Europäer in Außenpolitik gespalten

Mölling warnte davor, Chinas Einfluss auf Russland zu überschätzen. "China ist sicher ein wichtiger Akteur", sagte er. Aber die Partnerschaft mit Russland habe Grenzen. "Das ist jetzt kein Untergebenenverhältnis", stellte er klar. China könne Russland nicht sagen, es solle jetzt den Krieg beenden. Zudem habe es kein Interesse an einer Niederlage seines Partners.

Wenig optimistisch äußerte er sich zu den Möglichkeiten einer gemeinsamen europäischen Außenpolitik. "Wenn man versucht, die Macht der europäischen Institutionen im Bereich der Außenpolitik zu vermessen, dann muss man schon ein Mikroskop nehmen", sagte er.

Die gemeinsame Politik bestehe am Ende aus der Summe dessen, worauf sich alle einigen könnten. "Und das ist halt nicht wahnsinnig viel“.
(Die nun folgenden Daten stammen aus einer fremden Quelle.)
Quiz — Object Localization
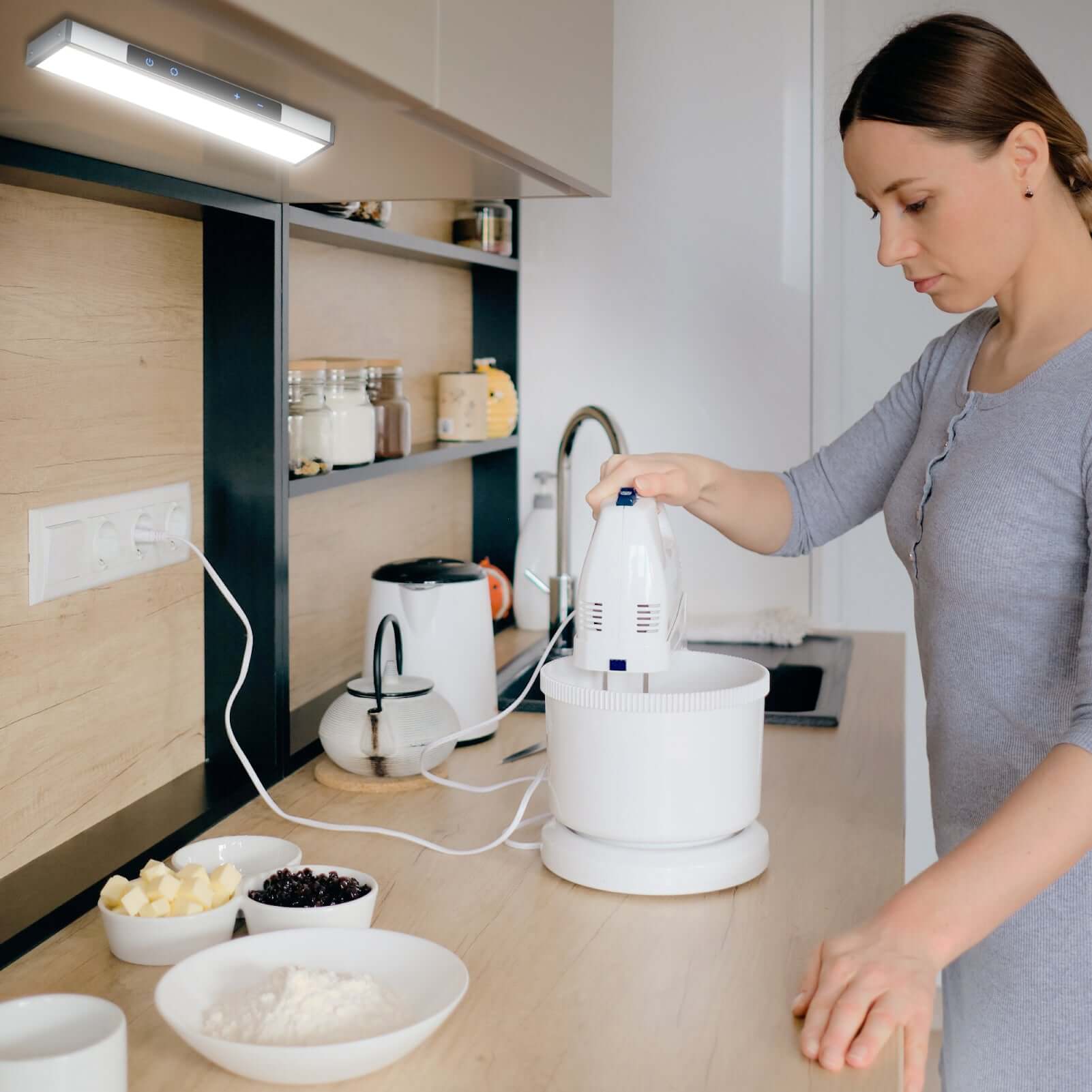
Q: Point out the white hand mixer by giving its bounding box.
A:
[136,489,770,894]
Härterer Kurs gegenüber China gefordert

Frankreich wie Deutschland warf er vor, sie seien in der Politik gegenüber China "auf ausgetretenen Pfaden unterwegs“. Beide Länder zögerten, wenn es um einen kritischeren Kurs gehe. Der Grund sei einfach: "Weil man eben so eng verflochten ist und der wirtschaftliche Wohlstand davon abhängt." Das sei zwar verständlich, aber führe zu einer immer größeren Abhängigkeit. Mölling verglich die China-Politik mit der Russland-Politik nach der Annexion der Krim 2014. Auch damals habe man es versäumt, rechtzeitig die richtigen Schlüsse zu ziehen und zu handeln.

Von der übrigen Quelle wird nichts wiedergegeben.